WeWork plans to ramp up marketing spend as it goes public
Consumers can expect to see a lot more WeWork ads in the future. The 9-year-old real estate brand, which rents out co-working spaces, filed paperwork Wednesday for its initial public offering. In the filing, filled out by parent company the We Company, WeWork wrote that it expects to lay into more “traditional” marketing as it strives to move beyond the word-of-mouth referrals that have built up its reputation in recent years. In the past, such referrals from existing members have kept marketing costs low, the New York-based brand disclosed.
“To the extent that we are unable to maintain a positive brand reputation organically, we may need to rely more heavily on traditional marketing efforts to attract new members, which would increase our sales and marketing expenses in both absolute terms and as a percentage of our revenue,” reads the 130-page filing, which references marketing 113 times.

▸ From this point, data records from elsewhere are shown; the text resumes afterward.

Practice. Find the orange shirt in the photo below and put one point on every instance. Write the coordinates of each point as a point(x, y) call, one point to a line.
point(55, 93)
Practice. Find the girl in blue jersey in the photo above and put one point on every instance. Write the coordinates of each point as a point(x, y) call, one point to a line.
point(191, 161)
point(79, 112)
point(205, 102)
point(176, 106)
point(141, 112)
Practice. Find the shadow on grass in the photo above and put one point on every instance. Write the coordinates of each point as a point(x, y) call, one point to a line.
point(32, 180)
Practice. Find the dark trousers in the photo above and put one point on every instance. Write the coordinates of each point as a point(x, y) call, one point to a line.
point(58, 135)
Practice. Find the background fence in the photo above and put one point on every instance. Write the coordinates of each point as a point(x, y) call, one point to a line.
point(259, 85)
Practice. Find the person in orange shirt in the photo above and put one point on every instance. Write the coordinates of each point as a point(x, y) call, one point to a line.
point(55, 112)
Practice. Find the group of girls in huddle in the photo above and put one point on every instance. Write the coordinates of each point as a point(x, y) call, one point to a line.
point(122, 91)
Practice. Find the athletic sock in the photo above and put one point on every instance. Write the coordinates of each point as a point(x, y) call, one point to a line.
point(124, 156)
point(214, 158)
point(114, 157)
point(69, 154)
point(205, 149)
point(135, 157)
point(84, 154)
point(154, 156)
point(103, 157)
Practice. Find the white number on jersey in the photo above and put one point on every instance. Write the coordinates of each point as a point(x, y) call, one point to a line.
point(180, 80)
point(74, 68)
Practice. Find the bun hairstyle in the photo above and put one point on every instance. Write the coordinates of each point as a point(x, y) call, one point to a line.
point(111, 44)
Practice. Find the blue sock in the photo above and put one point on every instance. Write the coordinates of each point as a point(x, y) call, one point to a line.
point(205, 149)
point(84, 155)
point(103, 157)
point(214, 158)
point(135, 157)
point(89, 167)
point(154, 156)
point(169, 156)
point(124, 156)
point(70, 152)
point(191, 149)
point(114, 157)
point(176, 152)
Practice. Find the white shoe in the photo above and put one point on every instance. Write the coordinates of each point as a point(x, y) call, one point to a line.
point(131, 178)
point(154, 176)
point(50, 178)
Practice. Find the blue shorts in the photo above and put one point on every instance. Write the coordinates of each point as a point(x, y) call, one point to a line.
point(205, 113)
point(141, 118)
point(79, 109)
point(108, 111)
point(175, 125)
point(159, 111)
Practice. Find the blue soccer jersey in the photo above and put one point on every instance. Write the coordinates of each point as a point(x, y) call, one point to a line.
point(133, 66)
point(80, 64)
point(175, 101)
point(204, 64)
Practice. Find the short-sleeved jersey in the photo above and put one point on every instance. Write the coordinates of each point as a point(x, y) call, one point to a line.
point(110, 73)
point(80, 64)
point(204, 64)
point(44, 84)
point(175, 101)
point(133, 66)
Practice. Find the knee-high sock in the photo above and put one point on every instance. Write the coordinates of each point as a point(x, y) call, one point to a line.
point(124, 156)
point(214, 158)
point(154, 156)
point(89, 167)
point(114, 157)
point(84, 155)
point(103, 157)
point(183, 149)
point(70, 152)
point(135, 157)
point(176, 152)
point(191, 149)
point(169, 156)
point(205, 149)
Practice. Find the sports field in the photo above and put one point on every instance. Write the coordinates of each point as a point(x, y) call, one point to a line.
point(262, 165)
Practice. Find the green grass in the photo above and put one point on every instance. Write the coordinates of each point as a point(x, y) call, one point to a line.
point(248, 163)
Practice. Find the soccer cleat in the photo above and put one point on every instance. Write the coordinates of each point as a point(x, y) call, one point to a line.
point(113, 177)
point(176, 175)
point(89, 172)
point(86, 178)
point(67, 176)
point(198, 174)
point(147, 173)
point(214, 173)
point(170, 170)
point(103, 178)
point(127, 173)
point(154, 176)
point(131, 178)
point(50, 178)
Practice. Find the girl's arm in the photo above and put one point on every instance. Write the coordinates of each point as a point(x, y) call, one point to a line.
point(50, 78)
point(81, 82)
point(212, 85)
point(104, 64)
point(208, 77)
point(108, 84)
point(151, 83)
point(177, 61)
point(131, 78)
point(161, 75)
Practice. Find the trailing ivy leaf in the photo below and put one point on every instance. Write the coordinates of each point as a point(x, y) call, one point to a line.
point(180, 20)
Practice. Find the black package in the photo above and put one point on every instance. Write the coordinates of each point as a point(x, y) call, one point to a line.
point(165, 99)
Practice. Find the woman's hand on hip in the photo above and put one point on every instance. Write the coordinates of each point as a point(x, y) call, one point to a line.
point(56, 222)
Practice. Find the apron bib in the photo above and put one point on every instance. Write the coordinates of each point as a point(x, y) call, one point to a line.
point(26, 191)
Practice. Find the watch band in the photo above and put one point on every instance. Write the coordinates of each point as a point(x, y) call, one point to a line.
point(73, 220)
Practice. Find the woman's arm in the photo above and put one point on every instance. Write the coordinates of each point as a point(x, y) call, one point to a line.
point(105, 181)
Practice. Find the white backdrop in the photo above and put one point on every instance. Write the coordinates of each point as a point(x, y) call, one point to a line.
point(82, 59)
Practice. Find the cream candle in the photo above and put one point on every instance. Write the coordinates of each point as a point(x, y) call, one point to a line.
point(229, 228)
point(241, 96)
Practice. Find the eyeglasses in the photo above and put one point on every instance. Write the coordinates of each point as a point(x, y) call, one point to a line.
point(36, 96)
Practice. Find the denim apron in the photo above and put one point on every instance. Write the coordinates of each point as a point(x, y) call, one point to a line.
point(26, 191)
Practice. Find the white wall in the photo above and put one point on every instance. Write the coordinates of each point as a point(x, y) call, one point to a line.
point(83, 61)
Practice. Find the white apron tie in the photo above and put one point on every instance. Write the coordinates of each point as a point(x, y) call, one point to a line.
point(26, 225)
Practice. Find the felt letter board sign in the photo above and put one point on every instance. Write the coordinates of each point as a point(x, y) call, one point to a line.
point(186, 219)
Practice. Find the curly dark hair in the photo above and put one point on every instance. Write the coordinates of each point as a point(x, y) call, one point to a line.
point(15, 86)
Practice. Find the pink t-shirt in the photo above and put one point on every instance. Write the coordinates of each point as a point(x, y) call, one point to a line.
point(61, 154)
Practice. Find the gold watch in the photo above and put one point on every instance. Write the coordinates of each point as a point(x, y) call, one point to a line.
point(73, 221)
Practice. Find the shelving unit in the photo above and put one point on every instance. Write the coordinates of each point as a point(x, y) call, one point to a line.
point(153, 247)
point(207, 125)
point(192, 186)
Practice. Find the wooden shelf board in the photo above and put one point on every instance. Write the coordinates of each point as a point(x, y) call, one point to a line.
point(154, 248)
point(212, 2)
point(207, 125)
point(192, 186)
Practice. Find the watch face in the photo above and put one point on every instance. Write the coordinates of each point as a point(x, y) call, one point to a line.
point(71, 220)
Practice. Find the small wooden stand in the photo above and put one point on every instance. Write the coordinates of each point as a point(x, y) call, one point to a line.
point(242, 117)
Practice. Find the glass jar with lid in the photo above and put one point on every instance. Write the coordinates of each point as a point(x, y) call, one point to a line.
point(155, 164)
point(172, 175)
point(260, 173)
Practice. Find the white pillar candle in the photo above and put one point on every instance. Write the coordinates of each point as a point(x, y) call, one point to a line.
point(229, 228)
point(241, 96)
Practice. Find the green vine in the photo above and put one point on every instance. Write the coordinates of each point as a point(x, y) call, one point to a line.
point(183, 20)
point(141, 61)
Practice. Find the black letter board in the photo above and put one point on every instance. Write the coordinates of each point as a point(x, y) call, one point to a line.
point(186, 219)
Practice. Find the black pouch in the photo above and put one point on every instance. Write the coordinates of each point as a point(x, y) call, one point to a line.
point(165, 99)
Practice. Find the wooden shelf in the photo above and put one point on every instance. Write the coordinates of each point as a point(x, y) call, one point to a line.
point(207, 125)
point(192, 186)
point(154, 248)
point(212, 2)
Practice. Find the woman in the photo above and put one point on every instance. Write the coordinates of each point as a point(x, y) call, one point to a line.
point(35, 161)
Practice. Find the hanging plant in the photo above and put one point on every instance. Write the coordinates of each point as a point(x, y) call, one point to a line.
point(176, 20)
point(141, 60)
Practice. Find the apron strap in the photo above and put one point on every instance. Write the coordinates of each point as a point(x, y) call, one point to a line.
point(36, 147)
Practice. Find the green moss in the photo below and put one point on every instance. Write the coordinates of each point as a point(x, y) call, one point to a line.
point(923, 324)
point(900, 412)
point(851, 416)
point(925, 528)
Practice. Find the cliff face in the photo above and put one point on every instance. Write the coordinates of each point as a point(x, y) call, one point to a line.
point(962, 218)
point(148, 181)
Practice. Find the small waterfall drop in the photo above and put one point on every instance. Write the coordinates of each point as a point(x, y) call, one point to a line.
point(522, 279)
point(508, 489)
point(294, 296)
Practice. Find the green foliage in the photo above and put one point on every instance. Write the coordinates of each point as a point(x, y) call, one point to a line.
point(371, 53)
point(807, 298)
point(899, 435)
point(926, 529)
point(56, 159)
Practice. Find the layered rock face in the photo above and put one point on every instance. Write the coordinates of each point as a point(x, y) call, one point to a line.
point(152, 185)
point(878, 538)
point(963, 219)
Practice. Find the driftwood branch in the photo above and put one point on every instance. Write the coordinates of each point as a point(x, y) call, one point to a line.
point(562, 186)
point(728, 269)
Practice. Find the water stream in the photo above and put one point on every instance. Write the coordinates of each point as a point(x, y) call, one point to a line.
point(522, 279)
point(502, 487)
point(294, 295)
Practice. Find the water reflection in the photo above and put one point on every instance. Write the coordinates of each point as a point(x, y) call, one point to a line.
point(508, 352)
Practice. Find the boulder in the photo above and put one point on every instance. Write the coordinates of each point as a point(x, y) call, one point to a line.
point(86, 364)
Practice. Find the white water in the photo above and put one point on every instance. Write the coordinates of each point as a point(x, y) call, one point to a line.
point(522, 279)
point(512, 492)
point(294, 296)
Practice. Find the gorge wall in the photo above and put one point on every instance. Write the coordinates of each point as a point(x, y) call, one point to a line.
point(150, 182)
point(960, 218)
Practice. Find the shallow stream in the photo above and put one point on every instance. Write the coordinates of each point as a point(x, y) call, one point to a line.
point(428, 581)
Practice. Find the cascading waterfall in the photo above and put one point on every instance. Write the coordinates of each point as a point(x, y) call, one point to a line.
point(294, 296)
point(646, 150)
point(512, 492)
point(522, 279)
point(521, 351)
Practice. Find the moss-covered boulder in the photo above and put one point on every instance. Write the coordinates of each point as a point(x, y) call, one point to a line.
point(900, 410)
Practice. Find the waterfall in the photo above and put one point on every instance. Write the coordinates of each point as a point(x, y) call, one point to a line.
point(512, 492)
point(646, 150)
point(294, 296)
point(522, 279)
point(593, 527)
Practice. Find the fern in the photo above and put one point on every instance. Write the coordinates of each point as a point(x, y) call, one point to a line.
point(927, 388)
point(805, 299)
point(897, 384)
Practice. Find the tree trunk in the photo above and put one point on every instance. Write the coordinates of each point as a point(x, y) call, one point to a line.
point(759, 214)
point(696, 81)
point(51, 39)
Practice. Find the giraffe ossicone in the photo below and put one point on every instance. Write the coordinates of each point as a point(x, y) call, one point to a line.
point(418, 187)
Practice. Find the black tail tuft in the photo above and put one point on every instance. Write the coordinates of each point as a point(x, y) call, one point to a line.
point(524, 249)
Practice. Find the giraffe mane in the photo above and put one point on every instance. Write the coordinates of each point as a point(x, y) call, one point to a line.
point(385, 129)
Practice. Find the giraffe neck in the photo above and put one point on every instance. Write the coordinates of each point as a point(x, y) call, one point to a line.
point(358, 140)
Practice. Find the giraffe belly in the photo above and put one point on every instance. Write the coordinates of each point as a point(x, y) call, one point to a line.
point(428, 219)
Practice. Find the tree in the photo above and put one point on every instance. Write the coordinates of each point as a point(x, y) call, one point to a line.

For the six months that ended June 30, WeWork’s $320 million investment in sales and marketing represented 21 percent of the brand’s revenue, up from 18 percent in the year-earlier period when the company spent just $139.9 million on such expenses. For the first six months of this year, WeWork generated $1.5 billion in revenue, more than double that of the same period in 2018.
Despite the huge uptick in revenue, the company also disclosed a hefty loss of $1.9 billion last year—a similar experience had by other high-profile tech brands that have recently gone public despite a lack of profitability.
A WeWork spokeswoman declined to comment on the brand’s work with outside agencies or if the company’s growing in-house studio will continue to handle new marketing moving forward. Earlier this year, WeWork debuted a campaign called the Global Impact Report, which showcased the brand’s impact on communities around the globe. The work was created by its internal creative team, Creative Studio.
In 2018, WeWork acquired Conductor, a 13-year-old marketing software company, for $113.6 million in order to strengthen its internal marketing prowess for its members.
The company has also been ramping up its Creator Awards program--a Shark Tank-like pitch contest for startups in collaboration with Ashton Kutcher.